Why should you be concerned?
Invasive species spread aggressively and displace or destroy both native and commercially cultivated plants and animals. After development and habitat conversion, invasive species are considered to be the greatest threat to natural systems, agriculture and aquaculture. Annually, invasive species cost Virginia more than $1 billion, while nationally the toll exceeds $120 billion. Invasive species damage and degrade crops, pasture and forestlands, clog waterways, spread human and livestock diseases, and destroy street trees. As international trade and travel continue to increase, we face growing ecological and economic threats from invasive species to our farmlands, forests, rivers and streams, and quality of life.
What is Virginia doing?
Across the state, numerous efforts are underway to address the threats posed by invasive species. In 2003, the Virginia Invasive Species Working Group was formed with the purpose of coordinating state agency action to minimize economic, environmental, and human harm from invasive species by acting on the seven goals of coordination, prevention, early detection, rapid response, control, research, and education.
Specific actions taken by state agencies to date in Virginia include:
- The General Assembly established the the Virginia Invasive Species Working Group to coordinate efforts related to invasive species prevention, early detection, rapid response, control, and education.
- the Department of Agriculture and Consumer Services, the Department of Forestry, and Cooperative Extension programs are working to slow the spread of the emerald ash borer through ongoing quarantines, surveys, and outreach throughout the state;
- the Department of Game and Inland Fisheries successfully eradicated the state’s first and only known population of zebra mussels at Millbrook Quarry in Prince William County;
- the Virginia Institute of Marine Science is working with Chesapeake Bay watermen to remove the rapa whelk from Bay waters;
- the Department of Conservation and Recreation continues to reduce stands of Phragmites from state parks and natural area preserves;
- the Department of Agriculture and Consumer Services, Department of Forestry, and the USDA-Forest Service cooperate to conduct surveys and treatments designed to suppress or slow the spread of the gypsy moth.
What more can be done?
The most effective strategy against invasive species is to prevent them from being introduced.

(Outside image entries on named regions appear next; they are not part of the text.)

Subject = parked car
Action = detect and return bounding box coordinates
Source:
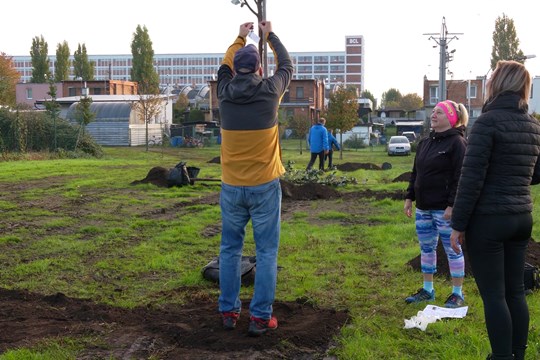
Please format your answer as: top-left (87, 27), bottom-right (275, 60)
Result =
top-left (387, 135), bottom-right (411, 156)
top-left (401, 131), bottom-right (416, 142)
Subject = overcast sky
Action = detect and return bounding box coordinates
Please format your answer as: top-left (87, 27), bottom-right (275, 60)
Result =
top-left (0, 0), bottom-right (540, 99)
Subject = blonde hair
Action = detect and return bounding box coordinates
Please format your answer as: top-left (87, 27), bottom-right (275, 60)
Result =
top-left (447, 100), bottom-right (469, 127)
top-left (486, 60), bottom-right (531, 109)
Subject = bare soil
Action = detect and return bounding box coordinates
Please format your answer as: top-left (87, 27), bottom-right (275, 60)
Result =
top-left (0, 164), bottom-right (540, 360)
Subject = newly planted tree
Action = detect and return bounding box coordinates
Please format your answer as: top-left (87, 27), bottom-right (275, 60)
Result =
top-left (491, 14), bottom-right (525, 70)
top-left (54, 40), bottom-right (71, 82)
top-left (326, 86), bottom-right (358, 159)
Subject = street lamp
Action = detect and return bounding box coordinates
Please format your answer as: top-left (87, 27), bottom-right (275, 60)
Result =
top-left (424, 17), bottom-right (463, 101)
top-left (231, 0), bottom-right (268, 78)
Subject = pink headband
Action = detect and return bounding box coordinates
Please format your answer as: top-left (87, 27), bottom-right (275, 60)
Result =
top-left (436, 100), bottom-right (458, 127)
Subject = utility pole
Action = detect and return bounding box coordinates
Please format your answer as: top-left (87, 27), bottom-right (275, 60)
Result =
top-left (424, 16), bottom-right (463, 101)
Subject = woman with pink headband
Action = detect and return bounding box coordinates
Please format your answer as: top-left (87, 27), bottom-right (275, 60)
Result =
top-left (403, 100), bottom-right (469, 308)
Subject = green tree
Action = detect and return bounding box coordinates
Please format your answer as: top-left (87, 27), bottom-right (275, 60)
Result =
top-left (399, 93), bottom-right (424, 118)
top-left (325, 86), bottom-right (358, 159)
top-left (188, 108), bottom-right (204, 121)
top-left (75, 96), bottom-right (96, 148)
top-left (491, 13), bottom-right (525, 70)
top-left (173, 94), bottom-right (189, 124)
top-left (289, 114), bottom-right (311, 154)
top-left (73, 43), bottom-right (95, 81)
top-left (54, 40), bottom-right (71, 82)
top-left (131, 25), bottom-right (159, 94)
top-left (360, 90), bottom-right (377, 110)
top-left (131, 94), bottom-right (163, 151)
top-left (381, 88), bottom-right (402, 109)
top-left (45, 78), bottom-right (60, 151)
top-left (30, 35), bottom-right (50, 83)
top-left (0, 53), bottom-right (20, 106)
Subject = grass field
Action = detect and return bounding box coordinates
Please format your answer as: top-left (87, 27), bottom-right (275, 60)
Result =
top-left (0, 140), bottom-right (540, 360)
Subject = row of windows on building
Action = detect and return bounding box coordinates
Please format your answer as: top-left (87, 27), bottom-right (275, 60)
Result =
top-left (429, 85), bottom-right (478, 105)
top-left (14, 56), bottom-right (354, 68)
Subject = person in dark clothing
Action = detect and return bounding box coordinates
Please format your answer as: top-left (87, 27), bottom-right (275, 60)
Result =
top-left (404, 100), bottom-right (469, 308)
top-left (324, 129), bottom-right (340, 170)
top-left (217, 21), bottom-right (294, 336)
top-left (306, 118), bottom-right (329, 171)
top-left (450, 61), bottom-right (540, 360)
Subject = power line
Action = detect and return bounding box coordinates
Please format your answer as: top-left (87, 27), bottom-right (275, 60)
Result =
top-left (423, 16), bottom-right (463, 101)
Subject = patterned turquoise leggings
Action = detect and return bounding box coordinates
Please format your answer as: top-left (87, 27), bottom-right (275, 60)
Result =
top-left (416, 208), bottom-right (465, 278)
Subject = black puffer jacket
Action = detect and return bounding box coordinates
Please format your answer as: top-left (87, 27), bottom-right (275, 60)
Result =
top-left (452, 93), bottom-right (540, 231)
top-left (405, 127), bottom-right (467, 210)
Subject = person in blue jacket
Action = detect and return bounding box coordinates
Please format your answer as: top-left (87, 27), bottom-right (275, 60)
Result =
top-left (324, 129), bottom-right (341, 170)
top-left (306, 118), bottom-right (330, 170)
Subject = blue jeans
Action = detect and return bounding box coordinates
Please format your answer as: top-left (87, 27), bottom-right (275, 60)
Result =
top-left (219, 178), bottom-right (281, 319)
top-left (416, 208), bottom-right (465, 278)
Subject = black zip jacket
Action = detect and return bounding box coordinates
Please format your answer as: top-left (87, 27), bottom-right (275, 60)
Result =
top-left (405, 127), bottom-right (467, 210)
top-left (452, 93), bottom-right (540, 231)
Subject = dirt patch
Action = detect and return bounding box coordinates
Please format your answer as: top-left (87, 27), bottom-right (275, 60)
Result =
top-left (336, 162), bottom-right (382, 171)
top-left (392, 171), bottom-right (411, 182)
top-left (131, 166), bottom-right (170, 187)
top-left (407, 239), bottom-right (540, 278)
top-left (0, 289), bottom-right (349, 359)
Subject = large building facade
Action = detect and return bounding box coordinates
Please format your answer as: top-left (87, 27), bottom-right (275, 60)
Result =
top-left (13, 35), bottom-right (364, 93)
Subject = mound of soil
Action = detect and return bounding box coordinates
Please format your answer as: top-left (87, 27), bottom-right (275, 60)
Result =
top-left (392, 171), bottom-right (411, 182)
top-left (407, 238), bottom-right (540, 278)
top-left (280, 180), bottom-right (341, 201)
top-left (131, 166), bottom-right (169, 187)
top-left (336, 162), bottom-right (382, 171)
top-left (0, 289), bottom-right (349, 360)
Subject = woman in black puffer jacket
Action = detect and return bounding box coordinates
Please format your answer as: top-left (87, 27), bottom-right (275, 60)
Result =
top-left (450, 61), bottom-right (540, 360)
top-left (403, 100), bottom-right (469, 308)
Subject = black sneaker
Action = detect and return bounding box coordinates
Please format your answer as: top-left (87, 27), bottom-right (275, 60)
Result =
top-left (221, 312), bottom-right (240, 330)
top-left (248, 316), bottom-right (277, 336)
top-left (405, 288), bottom-right (435, 304)
top-left (444, 293), bottom-right (465, 309)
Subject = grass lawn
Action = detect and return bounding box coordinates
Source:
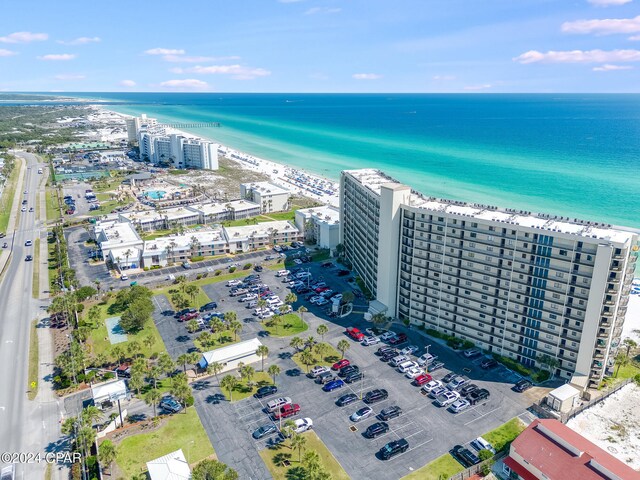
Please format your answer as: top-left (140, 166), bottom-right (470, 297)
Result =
top-left (482, 417), bottom-right (525, 452)
top-left (402, 453), bottom-right (464, 480)
top-left (222, 372), bottom-right (273, 402)
top-left (116, 407), bottom-right (214, 478)
top-left (260, 430), bottom-right (350, 480)
top-left (262, 313), bottom-right (309, 337)
top-left (86, 302), bottom-right (167, 360)
top-left (292, 342), bottom-right (342, 372)
top-left (0, 158), bottom-right (22, 232)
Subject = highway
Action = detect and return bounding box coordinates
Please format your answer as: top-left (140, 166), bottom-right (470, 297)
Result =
top-left (0, 152), bottom-right (60, 479)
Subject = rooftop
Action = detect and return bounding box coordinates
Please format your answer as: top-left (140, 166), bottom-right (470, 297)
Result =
top-left (344, 168), bottom-right (635, 243)
top-left (505, 419), bottom-right (640, 480)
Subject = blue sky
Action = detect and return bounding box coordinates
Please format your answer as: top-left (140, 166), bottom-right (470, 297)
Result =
top-left (0, 0), bottom-right (640, 92)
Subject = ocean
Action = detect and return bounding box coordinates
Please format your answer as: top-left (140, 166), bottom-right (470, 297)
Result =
top-left (16, 93), bottom-right (640, 228)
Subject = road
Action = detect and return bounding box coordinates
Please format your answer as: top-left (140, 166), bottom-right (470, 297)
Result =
top-left (0, 152), bottom-right (60, 478)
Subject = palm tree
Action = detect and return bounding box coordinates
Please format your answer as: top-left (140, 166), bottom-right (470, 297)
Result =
top-left (300, 350), bottom-right (314, 373)
top-left (220, 375), bottom-right (238, 402)
top-left (289, 337), bottom-right (304, 352)
top-left (267, 364), bottom-right (280, 385)
top-left (316, 323), bottom-right (329, 342)
top-left (338, 339), bottom-right (351, 358)
top-left (256, 345), bottom-right (269, 372)
top-left (144, 388), bottom-right (162, 417)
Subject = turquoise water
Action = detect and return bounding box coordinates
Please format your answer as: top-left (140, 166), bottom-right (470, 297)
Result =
top-left (42, 93), bottom-right (640, 227)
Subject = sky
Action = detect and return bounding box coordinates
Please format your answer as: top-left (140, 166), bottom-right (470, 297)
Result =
top-left (0, 0), bottom-right (640, 93)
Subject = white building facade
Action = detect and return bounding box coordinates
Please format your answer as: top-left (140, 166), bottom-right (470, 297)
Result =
top-left (341, 170), bottom-right (638, 387)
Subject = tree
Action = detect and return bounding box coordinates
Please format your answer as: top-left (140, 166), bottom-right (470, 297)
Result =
top-left (256, 345), bottom-right (269, 372)
top-left (144, 388), bottom-right (162, 417)
top-left (267, 365), bottom-right (280, 385)
top-left (289, 337), bottom-right (304, 352)
top-left (291, 435), bottom-right (307, 463)
top-left (220, 375), bottom-right (238, 402)
top-left (191, 460), bottom-right (238, 480)
top-left (337, 338), bottom-right (351, 358)
top-left (316, 323), bottom-right (329, 342)
top-left (300, 350), bottom-right (314, 373)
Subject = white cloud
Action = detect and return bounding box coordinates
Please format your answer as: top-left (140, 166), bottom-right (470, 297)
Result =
top-left (587, 0), bottom-right (632, 7)
top-left (54, 73), bottom-right (87, 80)
top-left (304, 7), bottom-right (342, 15)
top-left (38, 53), bottom-right (76, 62)
top-left (58, 37), bottom-right (102, 45)
top-left (561, 15), bottom-right (640, 35)
top-left (144, 48), bottom-right (186, 55)
top-left (0, 32), bottom-right (49, 43)
top-left (179, 65), bottom-right (271, 80)
top-left (593, 63), bottom-right (633, 72)
top-left (351, 73), bottom-right (382, 80)
top-left (160, 78), bottom-right (209, 90)
top-left (513, 50), bottom-right (640, 63)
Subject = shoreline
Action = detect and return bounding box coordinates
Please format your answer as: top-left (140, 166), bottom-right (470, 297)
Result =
top-left (93, 105), bottom-right (340, 207)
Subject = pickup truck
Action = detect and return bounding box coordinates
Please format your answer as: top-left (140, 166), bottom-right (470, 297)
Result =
top-left (273, 403), bottom-right (300, 420)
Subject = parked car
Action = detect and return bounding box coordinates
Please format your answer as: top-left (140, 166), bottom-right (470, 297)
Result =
top-left (378, 438), bottom-right (409, 460)
top-left (322, 378), bottom-right (344, 392)
top-left (336, 393), bottom-right (358, 407)
top-left (349, 407), bottom-right (373, 422)
top-left (252, 423), bottom-right (278, 440)
top-left (364, 422), bottom-right (389, 438)
top-left (362, 388), bottom-right (389, 404)
top-left (378, 405), bottom-right (402, 420)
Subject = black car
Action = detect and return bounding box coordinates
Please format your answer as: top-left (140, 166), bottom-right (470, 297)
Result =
top-left (480, 358), bottom-right (498, 370)
top-left (378, 438), bottom-right (409, 460)
top-left (451, 445), bottom-right (480, 467)
top-left (378, 405), bottom-right (402, 420)
top-left (364, 422), bottom-right (389, 438)
top-left (253, 385), bottom-right (278, 398)
top-left (344, 370), bottom-right (364, 383)
top-left (467, 388), bottom-right (489, 405)
top-left (363, 388), bottom-right (389, 403)
top-left (336, 393), bottom-right (358, 407)
top-left (513, 378), bottom-right (533, 393)
top-left (459, 383), bottom-right (480, 397)
top-left (200, 302), bottom-right (218, 312)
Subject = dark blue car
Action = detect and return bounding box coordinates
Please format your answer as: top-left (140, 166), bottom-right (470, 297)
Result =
top-left (322, 379), bottom-right (344, 392)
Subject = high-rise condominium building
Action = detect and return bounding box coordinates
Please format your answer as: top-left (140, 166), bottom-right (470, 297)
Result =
top-left (340, 169), bottom-right (638, 387)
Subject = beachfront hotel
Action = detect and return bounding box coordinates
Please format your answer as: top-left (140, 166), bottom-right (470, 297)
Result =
top-left (340, 169), bottom-right (638, 388)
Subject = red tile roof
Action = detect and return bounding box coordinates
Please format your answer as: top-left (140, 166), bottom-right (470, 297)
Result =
top-left (505, 420), bottom-right (640, 480)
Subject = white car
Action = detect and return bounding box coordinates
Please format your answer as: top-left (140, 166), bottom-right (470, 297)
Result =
top-left (293, 418), bottom-right (313, 433)
top-left (404, 367), bottom-right (423, 379)
top-left (449, 398), bottom-right (471, 413)
top-left (422, 380), bottom-right (442, 394)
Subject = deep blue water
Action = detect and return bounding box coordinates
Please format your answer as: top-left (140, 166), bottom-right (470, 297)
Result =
top-left (5, 93), bottom-right (640, 227)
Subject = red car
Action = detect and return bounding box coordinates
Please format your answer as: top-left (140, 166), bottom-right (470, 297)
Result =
top-left (331, 358), bottom-right (351, 370)
top-left (273, 403), bottom-right (300, 420)
top-left (413, 373), bottom-right (433, 387)
top-left (347, 327), bottom-right (362, 342)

This requires better monitoring and regulating of the pathways by which invasive species arrive, such as major shipping ports and imports of live plants and animals. Because prevention is not always successful, we must also enhance early detection and rapid response programs designed to eradicate species before they become established. This involves monitoring for the introduction of invasive species and having a coordinated and effective response plan that controls and eradicates the outbreak. Both preventive and rapid response actions require education, a strong commitment of financial resources, and a well-coordinated approach among state, federal and private partners.
Specifically, the Commonwealth of Virginia can do the following to help prevent and slow the spread of new and existing invasive species:
- Support state and federal funding for invasive species monitoring and control efforts.
- Support legislation aimed at preventing the introduction of new invasive species.
- Learn how to recognize invasive species and avoid transporting or purchasing them.
- Learn how you might be unintentionally moving invasive species and take steps to prevent doing so. Two easy actions are to always buy and burn local fire wood locally and always clean boating equipment before transporting your boat to another waterway.
- When landscaping, avoid purchasing invasive plants and consider using native plants.
- Become part of an invasive species early detection network and report sightings of suspected new species invasions.
- Report suspected new invasive species infestations at 1-800-INVADED (486-2333).
Chesapeake Bay Program invasive species
A team of federal, state, and local stakeholders identified six species of interest – mute swan, nutria, purple loosestrife, Phragmites, water chestnut, and zebra mussel – as priorities for management efforts in the Chesapeake Bay.